O höchst gerechter Richter! Spruch war's. – Kommt,
Bereitet Euch.

Der Kaufmann von Venedig.

Es ist keineswegs meine Absicht, die Formen des schottischen Criminalverfahrens genau zu beschreiben, auch bin ich nicht gewiß, daß ich einen verständlichen und genauen Bericht davon liefern könnte, der die Kritik der Herren von der langen Robe aushalten würde. Ich fasse mich daher kurz.

Die Papiere, welche Effie's frühere Aussagen enthielten, und der erwähnte Brief Robertson's, den er aus dem Gefängniß geschrieben, wurden nun dem Gericht vorgelegt. In jenen fand sich etwa das, was die Sachwalter bereits angeführt. Der Aufforderung ihres Liebhabers zufolge, dessen Namen sie standhaft verschwieg, habe die Beklagte, nachdem sie Sattelbaum's Haus verlassen, sich zu jenem Weibe begeben. Auf eine böse Nachricht, die sie dort als Kindbetterin erfahren, sei sie sehr krank geworden. Worin aber diese Nachricht bestanden, wo die Frau wohne, wie sie heiße, und andere Nebenumstände, hatte sie durchaus nicht sagen wollen. Ihr könne es nicht helfen, erklärte sie stets auf diese Fragen, und auch das geschehene Unglück nicht wieder gut machen, wohl aber ein neues verursachen.

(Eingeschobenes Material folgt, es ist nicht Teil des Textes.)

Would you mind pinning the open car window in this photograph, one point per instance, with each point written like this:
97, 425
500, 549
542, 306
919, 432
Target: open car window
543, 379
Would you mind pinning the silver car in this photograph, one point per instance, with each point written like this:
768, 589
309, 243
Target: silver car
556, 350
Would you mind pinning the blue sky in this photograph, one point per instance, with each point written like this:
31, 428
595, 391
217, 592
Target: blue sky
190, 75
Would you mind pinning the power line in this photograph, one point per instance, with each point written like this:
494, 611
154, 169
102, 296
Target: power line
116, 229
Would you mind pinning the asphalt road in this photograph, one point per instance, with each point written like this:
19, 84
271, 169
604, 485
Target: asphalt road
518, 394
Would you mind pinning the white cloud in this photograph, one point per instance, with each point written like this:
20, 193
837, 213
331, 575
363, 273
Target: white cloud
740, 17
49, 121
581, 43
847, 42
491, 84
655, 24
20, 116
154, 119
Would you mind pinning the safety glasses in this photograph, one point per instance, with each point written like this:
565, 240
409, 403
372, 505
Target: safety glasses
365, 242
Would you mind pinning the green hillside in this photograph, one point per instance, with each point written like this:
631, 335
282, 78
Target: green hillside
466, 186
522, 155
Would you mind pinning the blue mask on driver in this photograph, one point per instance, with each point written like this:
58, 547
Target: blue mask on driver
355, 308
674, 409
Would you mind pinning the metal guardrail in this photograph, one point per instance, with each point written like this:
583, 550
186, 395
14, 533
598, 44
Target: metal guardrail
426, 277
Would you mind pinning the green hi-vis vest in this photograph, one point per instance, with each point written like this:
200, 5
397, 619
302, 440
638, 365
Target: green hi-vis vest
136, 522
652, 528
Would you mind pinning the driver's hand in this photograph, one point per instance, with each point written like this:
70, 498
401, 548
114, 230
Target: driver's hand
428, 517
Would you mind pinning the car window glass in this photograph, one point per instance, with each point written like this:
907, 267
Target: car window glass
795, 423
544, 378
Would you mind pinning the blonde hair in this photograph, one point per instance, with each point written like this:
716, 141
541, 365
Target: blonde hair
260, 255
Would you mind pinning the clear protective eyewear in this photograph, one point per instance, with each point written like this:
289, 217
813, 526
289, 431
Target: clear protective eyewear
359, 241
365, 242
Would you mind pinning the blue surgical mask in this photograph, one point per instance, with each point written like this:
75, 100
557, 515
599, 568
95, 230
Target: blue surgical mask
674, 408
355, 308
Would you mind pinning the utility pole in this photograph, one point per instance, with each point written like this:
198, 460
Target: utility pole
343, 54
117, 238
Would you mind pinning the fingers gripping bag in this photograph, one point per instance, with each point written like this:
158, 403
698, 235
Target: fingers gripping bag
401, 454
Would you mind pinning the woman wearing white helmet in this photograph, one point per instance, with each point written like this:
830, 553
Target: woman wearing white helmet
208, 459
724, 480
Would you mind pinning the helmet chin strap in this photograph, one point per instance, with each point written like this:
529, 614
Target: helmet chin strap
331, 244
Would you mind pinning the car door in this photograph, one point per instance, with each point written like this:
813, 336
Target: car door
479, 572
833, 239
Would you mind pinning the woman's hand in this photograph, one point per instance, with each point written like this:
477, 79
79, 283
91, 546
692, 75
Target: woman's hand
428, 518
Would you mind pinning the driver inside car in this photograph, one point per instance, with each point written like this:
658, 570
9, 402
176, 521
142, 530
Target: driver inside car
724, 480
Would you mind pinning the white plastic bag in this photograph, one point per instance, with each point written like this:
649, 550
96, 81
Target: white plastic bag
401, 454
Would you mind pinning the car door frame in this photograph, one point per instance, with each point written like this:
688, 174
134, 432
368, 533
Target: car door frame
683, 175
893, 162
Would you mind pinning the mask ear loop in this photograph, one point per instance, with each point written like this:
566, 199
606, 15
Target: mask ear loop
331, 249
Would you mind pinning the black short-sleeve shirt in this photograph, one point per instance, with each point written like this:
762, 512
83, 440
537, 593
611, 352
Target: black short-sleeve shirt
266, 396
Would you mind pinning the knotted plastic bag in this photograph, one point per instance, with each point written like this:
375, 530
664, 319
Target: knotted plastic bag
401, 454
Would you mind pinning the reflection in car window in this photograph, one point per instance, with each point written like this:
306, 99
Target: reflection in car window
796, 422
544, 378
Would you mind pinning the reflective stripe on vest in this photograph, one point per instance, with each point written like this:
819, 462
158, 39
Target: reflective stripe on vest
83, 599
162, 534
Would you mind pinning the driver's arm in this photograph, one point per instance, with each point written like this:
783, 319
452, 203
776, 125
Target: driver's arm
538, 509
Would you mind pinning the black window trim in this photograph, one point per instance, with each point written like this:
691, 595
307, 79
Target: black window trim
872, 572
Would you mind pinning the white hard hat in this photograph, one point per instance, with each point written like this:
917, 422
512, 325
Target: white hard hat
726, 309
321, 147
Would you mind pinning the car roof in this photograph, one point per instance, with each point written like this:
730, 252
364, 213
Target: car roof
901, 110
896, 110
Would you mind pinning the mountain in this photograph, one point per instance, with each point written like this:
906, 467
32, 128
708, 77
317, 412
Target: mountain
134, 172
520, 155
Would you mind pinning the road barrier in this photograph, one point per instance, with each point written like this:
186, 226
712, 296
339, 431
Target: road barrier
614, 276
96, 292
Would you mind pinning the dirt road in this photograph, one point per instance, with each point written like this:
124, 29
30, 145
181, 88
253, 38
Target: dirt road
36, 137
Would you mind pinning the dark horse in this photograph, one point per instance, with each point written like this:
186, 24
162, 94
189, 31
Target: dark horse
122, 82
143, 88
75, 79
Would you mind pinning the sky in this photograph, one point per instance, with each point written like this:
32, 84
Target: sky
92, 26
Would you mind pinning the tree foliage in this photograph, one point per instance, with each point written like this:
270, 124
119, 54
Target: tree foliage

Als sie wieder zum Bewußtsein gekommen, und man ihr gesagt, das Kind sei indeß gestorben, habe sie der Alten bittere Vorwürfe gemacht, und sie des Mordes beschuldigt, worauf diese sie sehr schlecht behandelt und sie so in Furcht gesetzt, daß sie in ihrer Abwesenheit, so krank sie auch gewesen, sich fortgeschlichen und nach St. Leonard's gegangen. Ihrem eigenen Geständniß nach hatte sie sich über ihren Zustand weder früher noch später ausgesprochen. Der vorgelegte Brief Robertson's war aus der Zeit, in welcher er und Wilson den Plan zu ihrer beiderseitigen Flucht entworfen hatten. Einige Worte in demselben deuteten auf eine Hoffnung dieser Art hin. Doch nur dem Kundigen verständlich, konnten sie die Spur des nicht genannten Briefstellers auf keine Weise verrathen.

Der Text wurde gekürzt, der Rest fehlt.